Hybrids From Silicon Valley, Not Detroit
Venture capitalists have gotten lots of wins out of high tech. And they’ve gotten lots of wins out of healthcare. Two great tastes that go great together? If you look at the recent track record, hardly. But that might be changing.
TargetRx, for one, announced a $15 million venture deal today. It’s a late-stage company, generating revenue and this is its fourth round of funding. President and CEO Michael Luby started the company because he worked at a big pharmaceutical company and was irritated he could only judge the sales’ force performance in hindsight. His company has a database of 60,000 paid physicians who regularly comment on how a sales force is doing. If their pitch is convincing, how annoying they are, etc. TargetRx then crunches the data and presents analysis to big pharmaceutical companies on how their sales forces are executing—while there’s still time to make adjustments. It must be working because 90% of their customers have renewed contracts, according to the company. If you think about how many drugs each pharmaceutical company is pushing—there’s a big market opportunity there.

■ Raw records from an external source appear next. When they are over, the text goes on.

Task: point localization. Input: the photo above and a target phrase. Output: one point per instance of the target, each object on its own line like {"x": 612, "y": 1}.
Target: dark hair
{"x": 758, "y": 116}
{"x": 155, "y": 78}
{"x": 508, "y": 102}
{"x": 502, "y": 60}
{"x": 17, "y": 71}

The company is a rare survivor of a wave of IT-healthcare hybrids that emerged in the 1999/2000 era. Why has it made it so far? Luby credits it to a focus on improving sales and marketing, not, say, coming up with a techy software program to sell into a lab. Venture capitalist Bill Ericson at Mohr, Davidow Ventures agrees it’s the way to go. He’s not an investor in TargetRx but was one of the few who kept ferreting out hybrid deals long after many VCs had fled.
Funding companies that follow a traditional enterprise software model won’t work, he says. Funding companies that leverage the Internet or some kind of algorithmic software to give healthcare companies proprietary analysis are a smart bet. And, he thinks, an area where you could build a big standalone company. “The sweet spot is not to try to sell information technology solutions into health care enterprises,” he says. “It’s very hard to do and the sales cycle is long and messy.”

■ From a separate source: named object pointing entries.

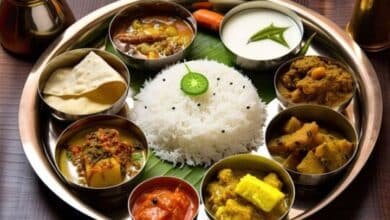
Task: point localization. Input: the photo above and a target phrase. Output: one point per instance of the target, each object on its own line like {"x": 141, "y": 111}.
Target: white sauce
{"x": 241, "y": 26}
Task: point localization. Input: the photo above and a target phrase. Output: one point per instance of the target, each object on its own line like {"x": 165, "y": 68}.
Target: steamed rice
{"x": 199, "y": 130}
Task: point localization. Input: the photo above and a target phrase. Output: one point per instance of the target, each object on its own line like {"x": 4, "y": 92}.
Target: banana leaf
{"x": 205, "y": 46}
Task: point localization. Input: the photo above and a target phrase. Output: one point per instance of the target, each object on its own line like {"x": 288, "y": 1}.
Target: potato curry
{"x": 316, "y": 80}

If some of the class of 1999 and 2000, like TargetRx, continue to do well, will it spur more hybrid deals ala today’s dot com resurgence? Experts disagree. For one thing, it’s hard to find the right executive team. Ericson says most of the ones he sees are IT folks who’ve migrated into healthcare, while Luby came from the pharmaceutical side and as such had an acute sense of the market need. Either way, a management team needs a combination of healthcare and tech smarts.
That’s part of the reason Ericson doesn’t think there are many good deals out there but when he finds them, he pounces. He says other VCs are pouncing too these days. If TargetRX and others start going public—you can bet even more will pay attention.